Looks good ryan. That Rhom is pretty thick! Wish I could get clear pics like that of my fish.. But he always looks green from the refection off the plants.


----------



## moonie (Nov 11, 2007)

I love it looks like art


----------



## ryanimpreza (Jul 19, 2006)

maknwar said:


> wow, never seen one like that. Also, would love to see how you have your co2 connected to your FX5.


I have a sweeping power head just for the co2...works great.
[/quote]
thanks for asking because i notice my filters grat fell off now I have to go back in right now to fix it. SUCKSSSaSSS


----------



## KrBjostad (Jun 21, 2008)

So did you end up taking out your vals?


----------



## ryanimpreza (Jul 19, 2006)

KrBjostad said:


> So did you end up taking out your vals?


no their still in there growing in between the swords. they are spreading out nicely just not growing high at this time.


----------



## Yanfloist (Oct 1, 2007)

My GOd...that is just awesome. You are good, and your rhom looks flawless too!


----------



## Ibanez247 (Nov 9, 2006)

Looks good, been a couple months if that since you last posted pics. Its filled in real nice


----------



## DiPpY eGgS (Mar 6, 2005)

Yo Ryan!

I have been afk lately, very busy.

The tank looks fantastic, bro. Great use of negative space.. 
I like this tank a lot!

Great job!


----------



## SeedlessOne (Nov 21, 2006)

Yeah that is simply an amaing tank/fish. You should be very proud of your work. I hope to get on your level of aquascapping.


----------



## GeorgeH (Sep 2, 2008)

I have a co2 tank like that on my beer tapper


----------



## ryanimpreza (Jul 19, 2006)

GeorgeH said:


> I have a co2 tank like that on my beer tapper


ya same thing. when every I get it filled they always ask if it is for my beer tap. Then I have to explain that it is for my fish tank...I feel like a big dork because they always give me a funny look. Ha


----------



## ryanimpreza (Jul 19, 2006)

SeedlessOne said:


> My GOd...that is just awesome. You are good, and your rhom looks flawless too!

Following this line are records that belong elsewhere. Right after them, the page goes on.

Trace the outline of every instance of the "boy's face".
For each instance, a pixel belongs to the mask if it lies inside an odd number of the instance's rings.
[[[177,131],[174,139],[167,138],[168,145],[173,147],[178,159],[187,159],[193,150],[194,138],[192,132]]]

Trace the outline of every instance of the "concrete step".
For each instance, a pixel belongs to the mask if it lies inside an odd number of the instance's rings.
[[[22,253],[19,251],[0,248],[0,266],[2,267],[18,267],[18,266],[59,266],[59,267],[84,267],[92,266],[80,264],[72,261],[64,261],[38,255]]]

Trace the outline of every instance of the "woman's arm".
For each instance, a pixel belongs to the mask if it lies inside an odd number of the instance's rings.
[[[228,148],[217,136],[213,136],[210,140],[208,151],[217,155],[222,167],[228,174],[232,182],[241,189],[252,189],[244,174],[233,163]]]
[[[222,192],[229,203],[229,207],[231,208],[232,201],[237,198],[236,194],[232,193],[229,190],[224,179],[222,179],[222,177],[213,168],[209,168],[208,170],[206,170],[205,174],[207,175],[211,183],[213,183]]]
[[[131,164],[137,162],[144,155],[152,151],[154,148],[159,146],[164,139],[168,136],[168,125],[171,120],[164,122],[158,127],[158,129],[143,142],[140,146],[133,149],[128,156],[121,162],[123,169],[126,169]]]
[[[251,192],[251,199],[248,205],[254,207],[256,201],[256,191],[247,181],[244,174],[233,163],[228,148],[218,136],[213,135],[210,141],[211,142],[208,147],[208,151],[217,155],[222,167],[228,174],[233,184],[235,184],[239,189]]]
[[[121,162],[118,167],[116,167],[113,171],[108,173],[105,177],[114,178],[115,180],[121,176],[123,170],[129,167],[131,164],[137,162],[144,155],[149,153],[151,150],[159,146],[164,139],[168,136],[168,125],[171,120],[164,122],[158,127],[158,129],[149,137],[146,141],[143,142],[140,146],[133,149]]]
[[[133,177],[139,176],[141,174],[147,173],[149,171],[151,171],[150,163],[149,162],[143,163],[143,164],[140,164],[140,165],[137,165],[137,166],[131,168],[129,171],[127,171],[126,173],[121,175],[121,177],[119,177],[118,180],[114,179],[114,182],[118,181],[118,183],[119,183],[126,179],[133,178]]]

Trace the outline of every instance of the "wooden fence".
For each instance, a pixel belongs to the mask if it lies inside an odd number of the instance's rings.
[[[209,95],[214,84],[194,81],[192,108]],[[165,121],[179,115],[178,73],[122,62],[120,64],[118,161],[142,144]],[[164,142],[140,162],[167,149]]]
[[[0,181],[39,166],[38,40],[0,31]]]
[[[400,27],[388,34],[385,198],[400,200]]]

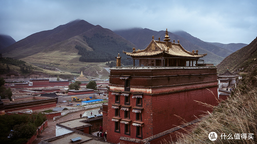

ya a million thanks to rice and beans for hooking me up with him. I drove along time to get him 8 hours round trip after a full day of work. Then I worked the next morning, I was dragging ass for a few days after but I got my dream fish.


----------



## Trigga (Jul 1, 2006)

DAMN man thats awesome. That first pictures is definitely POTM.


----------



## PELIGROSO PYGO (Aug 27, 2008)

^^^^ X2


----------



## Ba20 (Jan 29, 2003)

Very nice aquascape cant wait to see it when the foreground fills in


----------



## Murphy18 (Oct 17, 2008)

What is the name of that grass type stuff next to the swords?

Beautiful setup by btw


----------



## ryanimpreza (Jul 19, 2006)

that is hairgrass


----------



## Ibanez247 (Nov 9, 2006)

Love the set up ryan. Im headn to the LFS tomorrow to get some plants. Only have a sword in with my rhom atm. Anyway just curious as to what the wattage is of your lights. Probably going to pick up lights to. The stock hood stinks, on the 55 I have.


----------



## ryanimpreza (Jul 19, 2006)

Ibanez247 said:


> Love the set up ryan. Im headn to the LFS tomorrow to get some plants. Only have a sword in with my rhom atm. Anyway just curious as to what the wattage is of your lights. Probably going to pick up lights to. The stock hood stinks, on the 55 I have.


i got rid of a light. I now have a total of 580 watts cf.


----------



## blbig50 (Jan 1, 2009)

Very nice pics!


----------